It's not only Julia Child's books that have been topping the charts: next week Michael Ruhlman's most recent book hits the New York Times bestseller list. “Ratio: The Simple Codes Behind the Craft of Everyday Cooking,” which came out this spring from Scribner, is Ruhlman's 13th book; he's the author of “The Making of a Chef” and the co-author of “The French Laundry Cookbook,” among other books. Ruhlman also writes the blog Michael Ruhlman: Notes From the Food World.

In Ratio, Ruhlman advances the argument that cooking with ratios can eliminate a lot of mismeasurement and free cooks up to cook more precisely–free from the tyranny of badly measured tablespoons. (Or “the tyranny of recipes,” to quote from Alton Brown's book jacket blurb.) And no, Meryl Streep is not on the jacket cover; people are reading about food, even (gasp) the mathematics of recipes.

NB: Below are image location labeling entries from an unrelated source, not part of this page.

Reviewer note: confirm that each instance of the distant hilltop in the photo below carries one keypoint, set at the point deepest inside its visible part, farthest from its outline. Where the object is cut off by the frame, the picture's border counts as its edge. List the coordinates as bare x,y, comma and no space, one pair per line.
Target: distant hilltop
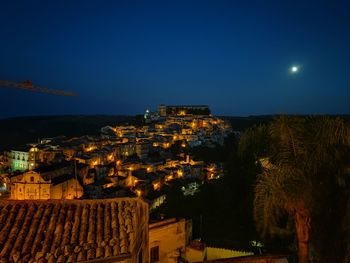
164,110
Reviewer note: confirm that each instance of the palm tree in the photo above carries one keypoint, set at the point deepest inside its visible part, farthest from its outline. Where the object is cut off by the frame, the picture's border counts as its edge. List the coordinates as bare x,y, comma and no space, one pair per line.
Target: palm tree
305,150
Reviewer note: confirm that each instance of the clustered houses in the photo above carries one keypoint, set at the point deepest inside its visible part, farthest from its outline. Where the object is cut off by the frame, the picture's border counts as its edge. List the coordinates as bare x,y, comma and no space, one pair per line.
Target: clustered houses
122,161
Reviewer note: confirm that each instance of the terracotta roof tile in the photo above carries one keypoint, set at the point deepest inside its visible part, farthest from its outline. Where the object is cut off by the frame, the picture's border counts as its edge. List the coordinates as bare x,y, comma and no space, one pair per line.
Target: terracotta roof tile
69,231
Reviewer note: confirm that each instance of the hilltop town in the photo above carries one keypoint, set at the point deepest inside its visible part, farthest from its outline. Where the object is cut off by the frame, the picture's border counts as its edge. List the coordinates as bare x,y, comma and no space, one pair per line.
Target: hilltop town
122,161
99,191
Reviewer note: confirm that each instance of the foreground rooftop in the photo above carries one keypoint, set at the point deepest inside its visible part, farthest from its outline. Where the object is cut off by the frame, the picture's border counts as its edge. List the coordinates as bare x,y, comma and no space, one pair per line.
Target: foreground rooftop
71,231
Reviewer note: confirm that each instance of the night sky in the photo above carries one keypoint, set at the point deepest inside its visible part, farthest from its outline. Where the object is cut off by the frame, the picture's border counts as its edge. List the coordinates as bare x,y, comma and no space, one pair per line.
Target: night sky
125,56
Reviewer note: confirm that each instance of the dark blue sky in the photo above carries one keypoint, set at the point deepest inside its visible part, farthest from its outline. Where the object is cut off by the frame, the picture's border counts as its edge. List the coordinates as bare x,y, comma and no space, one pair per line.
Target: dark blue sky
125,56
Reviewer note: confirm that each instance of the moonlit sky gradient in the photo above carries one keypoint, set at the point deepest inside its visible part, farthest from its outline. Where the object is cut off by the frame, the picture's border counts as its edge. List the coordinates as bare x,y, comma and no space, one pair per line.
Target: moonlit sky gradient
125,56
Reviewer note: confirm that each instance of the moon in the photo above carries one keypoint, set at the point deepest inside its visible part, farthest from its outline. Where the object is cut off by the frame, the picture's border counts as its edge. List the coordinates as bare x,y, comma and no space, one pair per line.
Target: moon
294,69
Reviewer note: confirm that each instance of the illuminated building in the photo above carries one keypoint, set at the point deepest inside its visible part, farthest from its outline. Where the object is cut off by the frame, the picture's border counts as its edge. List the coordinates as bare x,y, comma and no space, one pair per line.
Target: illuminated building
32,186
182,110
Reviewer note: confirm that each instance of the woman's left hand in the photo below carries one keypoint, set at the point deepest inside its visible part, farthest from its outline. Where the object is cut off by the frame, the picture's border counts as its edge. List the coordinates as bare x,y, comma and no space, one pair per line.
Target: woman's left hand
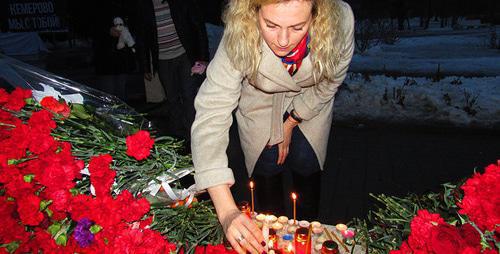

“Ratio has been the most successful book I've written,” emailed Ruhlman after Scribner leaked the NYT news via Twitter. “I was more nervous about this book than any other; I just didn't think people were ready for scales or they'd think the math was intimidating. What I should have had more faith in was that an idea that obsessed me for ten years, obsessed me for that long because it was valid, because it was mysterious and deeply alluring, and that if I explored it honestly, other cooks would find it so as well. It seems they have.”

Spoons by Donna; Credit:

Spoons by Donna; Credit:

As for the current Julia hysteria, he was rather circumspect: “It's encouraging more people to cook, and that's always good.” As Rulhman spends a lot of time online (Cleveland time), we kept on asking questions:

Squid Ink: You say that the idea of ratios was mysterious and alluring: Can you expand? What's mysterious and alluring about math?

Michael Ruhlman: That all of cooking, everything on a bookshelf bulging with America's most popular cookbooks, could be reduced to a page and a half. You don't find magnetically intriguing? Wouldn't you want to have a look at those two pieces of paper?

SI: What was the most interesting thing you learned while writing the book?

MR: The interconnected nature of all of our cooking, especially doughs and batters.

SI: Where there any ratios that really surprised you?

MR: The pancake batter ratio. Because it's really not just pancakes, it's really an all-batter ratio. Equal parts liquid and flour, half as much egg. With only adornments it becomes muffins, quickbreads, pancakes, waffles, fritters. People tend to think of these preparations as separate and unique entities, but they are all one thing. It's all one thing. Understanding batters taught me not to fear death.

SI: What's up for you next?

MR: About to begin a book on salumi, a follow up to “Charcuterie;” and another book, not sure the exact nature.

SI: You say that Julia Child's legacy can be seen in the rise of food-blogging? How so?

MR: I meant it in comparison to the dump-and-stir shows on TV. I don't think any of those shows encourage you to cook. You just watch them. The sense I get from people responding to my blog and reacting to other blogs is that these people are actually cooking and sharing ideas and learning and teaching one another and most of all inspiring people. That was Julia's true genius. When I was writing “The French Laundry Cookbook,” the main question I put to Thomas was, what do you want this book to do? He said, “inspire people.” I want to inspire people to cook for themselves and for their friends and families because the more they do, the better the world will be.

SI: Do you think that bloggers are the future of food in America? It sounds like it at the end of your essay. What about the future of journalism?

MR: Journalism is in trouble. Who will maintain the standards as everything goes on line? Who will keep the line between opinion and fact clear, distinct and definitive? I encourage bloggers to do some actual reporting, to get on the phone and talk to people. But I'm worried. I was unable to sell a food issues book, one that was going to require at least nine months of reporting, for enough money to support that reporting, so I had to turn it down. I can't do it, but I can sell a cookbook. What does that tell you?